# Bought this... now I'm told I need another hose?



## jamieclayton (11 mo ago)

Bought a Quiet Pipes Hammer Arrestor and attached to my sprinkler timer as shown below. I don't think it solved my pressure pipe banging problem like I hoped it would.

Now i'm told I need some sort of hose to add between the arrestor and the timer? I'm recommended a 4 foot RV hose.

I am going to home depot today to grab a hose but just want to make sure this is a good idea. Connect my arrestor to my main faucet. Then the new 4 foot hose ("for a bit more give") to the sprinkler timer and it should solve the problem.

I'm struggling to find something online about doing this so i'm here looking for expert help!


----------



## g-man (Jun 15, 2017)

Water hammer is caused by water at speed being stopped. No different than slamming the brakes in your car at 80mph, your body wants to continue to travel forward. You need to reduce the speed of water via reducing the pressure or increasing the pipe diameter. The arrestor helps a bit, but not much. It is a spring trying to absorb the energy.


----------



## dicko1 (Oct 25, 2019)

I think I would skip the hose and buy a bigger hammer arrester. The specs for that one are 3/4" x 3/4". I'm assuming this means there's only 3/4" of expansion capacity in it. Thats not very much.


----------



## ionicatoms (Mar 8, 2020)

How would adding even more hose help? That seems completely wrong unless the hose is considerably more flexible. When that timer slams shut, all the water upstream is moving toward the timer. Seems a bigger arresting capacity is what you need.


----------



## jamieclayton (11 mo ago)

****o1 said:


> I think I would skip the hose and buy a bigger hammer arrester. The specs for that one are 3/4" x 3/4". I'm assuming this means there's only 3/4" of expansion capacity in it. Thats not very much.

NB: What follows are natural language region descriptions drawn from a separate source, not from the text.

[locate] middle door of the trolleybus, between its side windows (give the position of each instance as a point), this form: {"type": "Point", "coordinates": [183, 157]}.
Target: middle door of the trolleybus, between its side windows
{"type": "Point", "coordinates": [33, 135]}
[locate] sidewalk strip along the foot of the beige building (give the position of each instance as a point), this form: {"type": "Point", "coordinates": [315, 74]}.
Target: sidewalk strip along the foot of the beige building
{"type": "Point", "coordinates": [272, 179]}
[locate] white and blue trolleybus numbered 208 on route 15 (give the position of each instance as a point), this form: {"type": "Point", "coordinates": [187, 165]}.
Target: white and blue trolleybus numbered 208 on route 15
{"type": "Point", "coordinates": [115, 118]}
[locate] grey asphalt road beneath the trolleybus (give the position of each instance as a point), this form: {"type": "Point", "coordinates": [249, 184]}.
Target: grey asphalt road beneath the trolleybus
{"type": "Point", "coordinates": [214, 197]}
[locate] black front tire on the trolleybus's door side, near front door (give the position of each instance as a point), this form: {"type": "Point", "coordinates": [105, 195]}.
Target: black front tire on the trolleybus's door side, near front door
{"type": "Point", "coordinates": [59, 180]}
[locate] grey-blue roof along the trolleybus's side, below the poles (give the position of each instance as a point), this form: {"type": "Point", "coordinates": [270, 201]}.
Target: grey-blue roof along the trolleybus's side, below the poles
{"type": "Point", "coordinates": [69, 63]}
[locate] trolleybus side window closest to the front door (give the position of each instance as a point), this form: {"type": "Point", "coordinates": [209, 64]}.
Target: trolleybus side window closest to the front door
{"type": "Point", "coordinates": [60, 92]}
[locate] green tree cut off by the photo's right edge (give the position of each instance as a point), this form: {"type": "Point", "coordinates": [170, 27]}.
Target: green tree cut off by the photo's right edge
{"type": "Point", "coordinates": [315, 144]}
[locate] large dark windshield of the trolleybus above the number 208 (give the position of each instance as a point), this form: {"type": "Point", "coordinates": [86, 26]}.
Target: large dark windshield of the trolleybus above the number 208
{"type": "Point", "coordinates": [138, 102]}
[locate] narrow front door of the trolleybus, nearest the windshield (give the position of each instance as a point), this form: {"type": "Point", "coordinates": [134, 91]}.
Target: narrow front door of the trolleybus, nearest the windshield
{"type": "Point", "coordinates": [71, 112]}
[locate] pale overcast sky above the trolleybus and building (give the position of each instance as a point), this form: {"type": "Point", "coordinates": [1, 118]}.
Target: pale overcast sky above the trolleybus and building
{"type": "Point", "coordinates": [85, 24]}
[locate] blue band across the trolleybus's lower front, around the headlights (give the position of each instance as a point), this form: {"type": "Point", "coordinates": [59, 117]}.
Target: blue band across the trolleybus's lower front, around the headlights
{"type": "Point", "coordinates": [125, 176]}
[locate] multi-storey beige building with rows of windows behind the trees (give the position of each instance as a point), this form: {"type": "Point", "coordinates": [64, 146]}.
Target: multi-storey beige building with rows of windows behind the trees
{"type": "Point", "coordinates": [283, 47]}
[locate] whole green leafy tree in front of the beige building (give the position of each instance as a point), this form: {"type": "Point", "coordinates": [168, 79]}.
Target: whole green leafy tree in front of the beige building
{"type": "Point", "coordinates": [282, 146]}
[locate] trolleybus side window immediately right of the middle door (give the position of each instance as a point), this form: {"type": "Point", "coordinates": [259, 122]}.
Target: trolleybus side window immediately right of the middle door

@****o1 I believe the 3/4" is the diameter of the hose thread. I'll try and see if I can find a 3/4" that has bigger capacity?


----------



## dicko1 (Oct 25, 2019)

I assumed it was the diameter and stroke of the chamber. Anyway, it's kinda small.

Temporarily move the valve to the end of the hose and see if it helps.


----------



## Lust4Lawn (Aug 4, 2020)

Get an arrestor that allows you to match the water pressure. These Watts LF150 units work very well. I have them on my washing machine and dishwasher. You can add air to match the pressure of your water to help out so it's best.

https://www.supplyhouse.com/Watts-0121227-1-2-LF150A-Water-Hammer-Arrestor-Lead-Free


----------